The latest curiosity is the announced launch this week of ‘Freeview Connect’, a working title already familiar to anyone who has heard Freeview boss Ilse Howling speak over the last few years. Howling, who will head up the public broadcasters’ plan to ensure the latest innovation is not lost on those who opt not to have subscription TV, has publicly ignored the presence of YouView.
It is not surprising. Initially it was the view that in time YouView would replace Freeview as the platform for UK DTT, with its backwards EPG and connectivity with the internet and the rich video content that it brings.
But journalist shorthand for YouView has changed. Besides a seven-day backwards EPG is so last week. At its inception as Project Canvas we might have called in the PSB-led broadband platform. Today its association is very much with BT and TalkTalk, the two telcos who have seen their IPTV fortunes transformed by the YouView brand.
All along Freeview has been developing its own connected offer.
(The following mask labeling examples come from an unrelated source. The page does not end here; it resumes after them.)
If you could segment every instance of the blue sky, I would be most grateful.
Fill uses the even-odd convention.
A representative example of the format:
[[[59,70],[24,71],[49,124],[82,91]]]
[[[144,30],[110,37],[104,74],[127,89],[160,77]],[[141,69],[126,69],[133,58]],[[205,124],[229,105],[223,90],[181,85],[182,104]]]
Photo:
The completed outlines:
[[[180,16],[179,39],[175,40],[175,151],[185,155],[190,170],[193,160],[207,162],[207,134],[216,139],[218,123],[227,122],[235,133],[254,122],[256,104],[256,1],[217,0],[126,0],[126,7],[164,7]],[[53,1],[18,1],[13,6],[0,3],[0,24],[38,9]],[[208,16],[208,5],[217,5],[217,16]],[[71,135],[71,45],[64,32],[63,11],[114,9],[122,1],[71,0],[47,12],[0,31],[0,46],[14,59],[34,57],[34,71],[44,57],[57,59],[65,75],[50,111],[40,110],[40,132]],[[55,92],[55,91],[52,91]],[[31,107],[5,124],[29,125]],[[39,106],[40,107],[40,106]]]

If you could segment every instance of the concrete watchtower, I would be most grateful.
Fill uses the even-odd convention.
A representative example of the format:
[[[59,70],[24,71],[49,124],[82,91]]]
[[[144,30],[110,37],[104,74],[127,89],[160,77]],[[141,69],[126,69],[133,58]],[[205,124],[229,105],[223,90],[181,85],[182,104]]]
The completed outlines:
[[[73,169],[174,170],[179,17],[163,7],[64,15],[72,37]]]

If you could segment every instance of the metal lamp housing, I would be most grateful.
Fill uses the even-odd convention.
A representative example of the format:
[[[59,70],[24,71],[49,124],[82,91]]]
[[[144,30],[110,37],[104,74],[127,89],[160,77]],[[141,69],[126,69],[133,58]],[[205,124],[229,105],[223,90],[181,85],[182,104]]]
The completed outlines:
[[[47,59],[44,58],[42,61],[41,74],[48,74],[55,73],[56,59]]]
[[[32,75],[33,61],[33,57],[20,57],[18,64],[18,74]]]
The vast majority of Freeview HD boxes are connected through MHEG-5 IC – remember that – and of course the growth in smart TVs has given the iPlayer a further outlet.
When YouView emerged I remember asking why the venture hadn’t gone through Freeview – remember the telcos were only brought in later – to be told that would automatically bring Sky in as a partner. Still in Freeview, Sky may turn into the ultimate silent partner.
Then there is the role of the TV manufacturers. Will Freeview Connect get the manufacturers off the hook in the development of their own Smart TV platforms.